Both the interspersed distribution of antisense RNA molecules and their coincident high abundance with a strongly upregulated protein-coding gene are evocative of a non-specific induction that can correspond with activation of a var gene. Our current understanding of var gene activation is that var genes are activated through disassociation from silencing molecules, subsequent local histone modification and decondensation of the local chromatin environment [3-5]. Indeed this has been shown for the var2csa gene itself. Such modifications make the DNA more accessible to initiation factors and to RNA polymerase. This increased accessibility is consistent with the concept of relaxed non-specific transcription from both strands in the surrounding environment. We hypothesize that the production of antisense RNA, at least in the case of var genes, is not a mechanism for silencing the protein coding strand, but is rather a consequence of an open chromatin configuration and greater concentration of transcription factors required for expression of the active var gene (Figure (Figure4).4). A similar explanation has been advanced for some human loci, where sense and antisense RNAs are co-ordinately regulated . Long transcripts simultaneously produced from both strands are physically implausible, as one polymerase complex would displace the other. This is consistent with our finding that antisense fragments appear to be small, or alternatively, that sense and antisense are produced simultaneously but in different cells.

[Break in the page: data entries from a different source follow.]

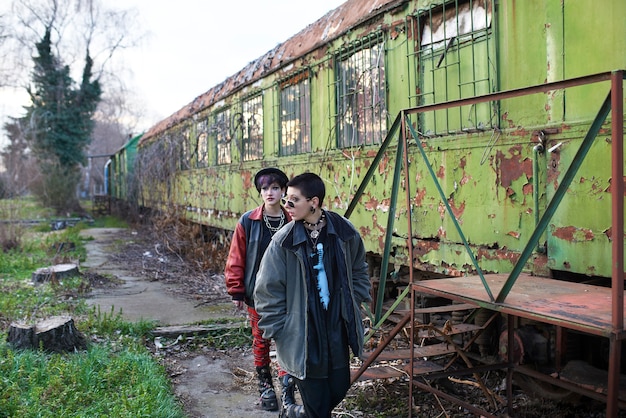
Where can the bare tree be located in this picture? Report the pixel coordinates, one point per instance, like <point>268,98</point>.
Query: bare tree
<point>76,26</point>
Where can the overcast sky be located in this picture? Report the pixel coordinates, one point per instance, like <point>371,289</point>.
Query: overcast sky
<point>193,45</point>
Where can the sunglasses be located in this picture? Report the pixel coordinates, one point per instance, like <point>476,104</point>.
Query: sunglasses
<point>292,203</point>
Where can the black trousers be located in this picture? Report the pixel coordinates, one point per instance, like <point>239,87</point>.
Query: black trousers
<point>320,396</point>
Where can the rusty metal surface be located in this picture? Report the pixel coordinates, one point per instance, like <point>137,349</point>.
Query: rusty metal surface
<point>571,305</point>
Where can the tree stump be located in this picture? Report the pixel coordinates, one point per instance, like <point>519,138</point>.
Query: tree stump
<point>55,334</point>
<point>54,273</point>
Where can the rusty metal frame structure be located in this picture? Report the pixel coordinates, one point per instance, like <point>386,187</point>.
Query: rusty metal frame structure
<point>613,105</point>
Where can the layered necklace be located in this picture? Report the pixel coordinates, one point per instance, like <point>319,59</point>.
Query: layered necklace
<point>314,229</point>
<point>273,229</point>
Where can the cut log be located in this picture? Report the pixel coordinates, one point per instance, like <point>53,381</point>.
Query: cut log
<point>56,272</point>
<point>55,334</point>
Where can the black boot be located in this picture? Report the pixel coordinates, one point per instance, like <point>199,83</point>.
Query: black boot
<point>289,409</point>
<point>266,389</point>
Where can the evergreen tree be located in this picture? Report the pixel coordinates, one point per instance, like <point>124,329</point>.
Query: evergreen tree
<point>61,119</point>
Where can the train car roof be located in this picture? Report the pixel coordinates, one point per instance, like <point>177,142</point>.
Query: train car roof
<point>329,27</point>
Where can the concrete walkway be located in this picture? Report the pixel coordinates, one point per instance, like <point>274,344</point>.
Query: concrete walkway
<point>206,383</point>
<point>137,298</point>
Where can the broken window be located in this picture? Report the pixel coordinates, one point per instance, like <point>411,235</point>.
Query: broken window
<point>295,115</point>
<point>202,145</point>
<point>361,101</point>
<point>455,60</point>
<point>185,149</point>
<point>252,135</point>
<point>221,132</point>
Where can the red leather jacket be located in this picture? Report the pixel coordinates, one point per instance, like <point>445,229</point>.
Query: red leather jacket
<point>241,265</point>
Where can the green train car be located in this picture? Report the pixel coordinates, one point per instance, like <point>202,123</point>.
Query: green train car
<point>119,172</point>
<point>445,130</point>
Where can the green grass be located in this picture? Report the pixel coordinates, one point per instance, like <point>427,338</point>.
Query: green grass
<point>100,382</point>
<point>116,376</point>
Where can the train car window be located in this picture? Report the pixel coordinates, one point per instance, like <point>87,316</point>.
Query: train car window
<point>220,130</point>
<point>295,115</point>
<point>185,150</point>
<point>455,60</point>
<point>202,144</point>
<point>252,129</point>
<point>361,99</point>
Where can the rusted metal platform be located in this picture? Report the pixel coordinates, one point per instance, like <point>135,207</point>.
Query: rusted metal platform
<point>582,307</point>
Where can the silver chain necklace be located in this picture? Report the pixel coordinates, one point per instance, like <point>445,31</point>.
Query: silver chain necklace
<point>273,229</point>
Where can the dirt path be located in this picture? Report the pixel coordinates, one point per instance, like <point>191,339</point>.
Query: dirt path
<point>210,383</point>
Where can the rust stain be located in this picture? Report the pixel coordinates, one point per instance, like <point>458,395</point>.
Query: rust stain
<point>573,234</point>
<point>424,247</point>
<point>502,254</point>
<point>371,203</point>
<point>383,166</point>
<point>418,199</point>
<point>608,189</point>
<point>553,169</point>
<point>514,234</point>
<point>457,210</point>
<point>514,167</point>
<point>527,189</point>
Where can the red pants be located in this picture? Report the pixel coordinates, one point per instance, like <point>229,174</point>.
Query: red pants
<point>260,345</point>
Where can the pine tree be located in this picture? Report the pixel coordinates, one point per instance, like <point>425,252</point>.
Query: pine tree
<point>61,119</point>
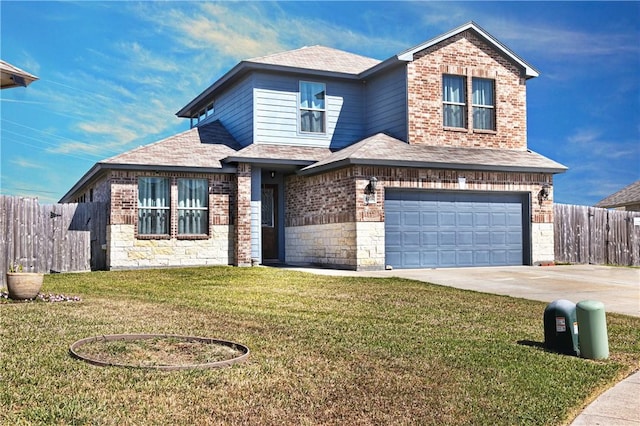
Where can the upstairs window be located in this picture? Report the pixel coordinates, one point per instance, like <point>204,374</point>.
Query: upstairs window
<point>454,101</point>
<point>153,206</point>
<point>193,208</point>
<point>484,111</point>
<point>312,107</point>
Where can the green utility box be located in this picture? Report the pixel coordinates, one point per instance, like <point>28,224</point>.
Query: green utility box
<point>561,327</point>
<point>594,342</point>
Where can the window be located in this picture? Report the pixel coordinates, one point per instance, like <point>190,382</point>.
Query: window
<point>483,104</point>
<point>454,101</point>
<point>312,107</point>
<point>153,206</point>
<point>193,207</point>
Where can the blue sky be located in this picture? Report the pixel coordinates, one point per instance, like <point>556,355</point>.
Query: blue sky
<point>113,75</point>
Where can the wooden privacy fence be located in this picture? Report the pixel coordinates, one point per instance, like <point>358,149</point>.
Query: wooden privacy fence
<point>51,237</point>
<point>597,236</point>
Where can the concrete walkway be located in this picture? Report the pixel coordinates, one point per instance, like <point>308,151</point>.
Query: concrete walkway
<point>617,288</point>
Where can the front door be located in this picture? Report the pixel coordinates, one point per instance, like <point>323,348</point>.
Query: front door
<point>269,222</point>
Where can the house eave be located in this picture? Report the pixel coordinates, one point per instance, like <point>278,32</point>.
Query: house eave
<point>308,171</point>
<point>268,161</point>
<point>101,168</point>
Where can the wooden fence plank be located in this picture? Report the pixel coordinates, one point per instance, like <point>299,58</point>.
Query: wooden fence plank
<point>593,235</point>
<point>51,237</point>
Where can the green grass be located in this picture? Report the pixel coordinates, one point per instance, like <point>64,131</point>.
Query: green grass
<point>324,350</point>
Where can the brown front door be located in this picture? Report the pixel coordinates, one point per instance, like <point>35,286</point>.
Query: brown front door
<point>269,222</point>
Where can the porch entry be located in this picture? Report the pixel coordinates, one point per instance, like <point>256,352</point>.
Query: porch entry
<point>270,216</point>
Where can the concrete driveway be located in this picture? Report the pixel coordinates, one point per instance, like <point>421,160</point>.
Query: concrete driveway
<point>617,287</point>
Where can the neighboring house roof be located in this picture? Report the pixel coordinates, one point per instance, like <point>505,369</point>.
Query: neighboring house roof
<point>326,61</point>
<point>384,150</point>
<point>12,76</point>
<point>626,196</point>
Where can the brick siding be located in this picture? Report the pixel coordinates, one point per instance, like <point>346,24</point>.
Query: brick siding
<point>465,55</point>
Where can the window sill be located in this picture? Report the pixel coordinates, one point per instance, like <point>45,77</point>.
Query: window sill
<point>153,237</point>
<point>455,129</point>
<point>486,132</point>
<point>192,237</point>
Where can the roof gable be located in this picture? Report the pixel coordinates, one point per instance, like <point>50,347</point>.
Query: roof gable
<point>408,54</point>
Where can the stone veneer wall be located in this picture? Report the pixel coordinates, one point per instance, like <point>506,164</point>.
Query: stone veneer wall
<point>466,55</point>
<point>328,221</point>
<point>126,249</point>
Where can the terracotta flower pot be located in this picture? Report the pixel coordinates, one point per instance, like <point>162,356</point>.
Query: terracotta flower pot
<point>24,285</point>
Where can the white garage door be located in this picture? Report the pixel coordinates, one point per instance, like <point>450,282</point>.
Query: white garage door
<point>442,229</point>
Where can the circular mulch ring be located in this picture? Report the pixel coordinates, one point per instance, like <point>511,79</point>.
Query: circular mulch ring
<point>158,351</point>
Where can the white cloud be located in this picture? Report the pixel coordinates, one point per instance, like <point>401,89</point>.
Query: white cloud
<point>28,164</point>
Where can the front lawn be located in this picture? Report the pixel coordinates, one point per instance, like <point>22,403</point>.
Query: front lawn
<point>324,350</point>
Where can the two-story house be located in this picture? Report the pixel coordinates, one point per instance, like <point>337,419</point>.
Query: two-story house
<point>317,156</point>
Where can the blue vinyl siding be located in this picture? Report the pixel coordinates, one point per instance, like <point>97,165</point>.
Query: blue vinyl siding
<point>234,108</point>
<point>387,104</point>
<point>276,111</point>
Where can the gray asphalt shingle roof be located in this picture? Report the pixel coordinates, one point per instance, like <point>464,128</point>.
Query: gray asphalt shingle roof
<point>319,58</point>
<point>203,146</point>
<point>384,150</point>
<point>282,153</point>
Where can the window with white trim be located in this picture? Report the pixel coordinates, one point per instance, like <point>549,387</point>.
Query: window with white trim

Various studies of var transcription have been able to detect transcripts corresponding to multiple var genes from parasite populations [2,8] or from single cells . Most of these studies have used degenerate primers targeted to the conserved DBL region found at the 5' of most var genes. These results have led to the widespread understanding that transcription initiates at many var genes, but full-length var genes are produced from only one or very few loci . Unfortunately the size of these molecules has never been thoroughly investigated and we find no data in the literature to suggest that these RNA species are in fact prematurely truncated. Indeed where RT-PCR has been used to assay transcription of the 3' end of var genes (across the splice site) multiple transcripts are still detected, even in adhesion-restricted lines . Certainly, sensitive RT-PCR amplifications do produce evidence of multiple var transcripts, but these multiple transcripts are undetectable by Northern analysis. Our data do not support the existence of truncated 5' transcripts resulting from multiple var loci, although it is possible that some transcript exists below the limits of detection. Additionally, our experiments are unable to address whether some transcripts from multiple loci might be produced but very quickly degraded. This is still a possible additional means of var regulation, although the only published nuclear run-on experiments (which can still only partially address this issue) found no evidence of 'leaky' transcription from multiple var loci .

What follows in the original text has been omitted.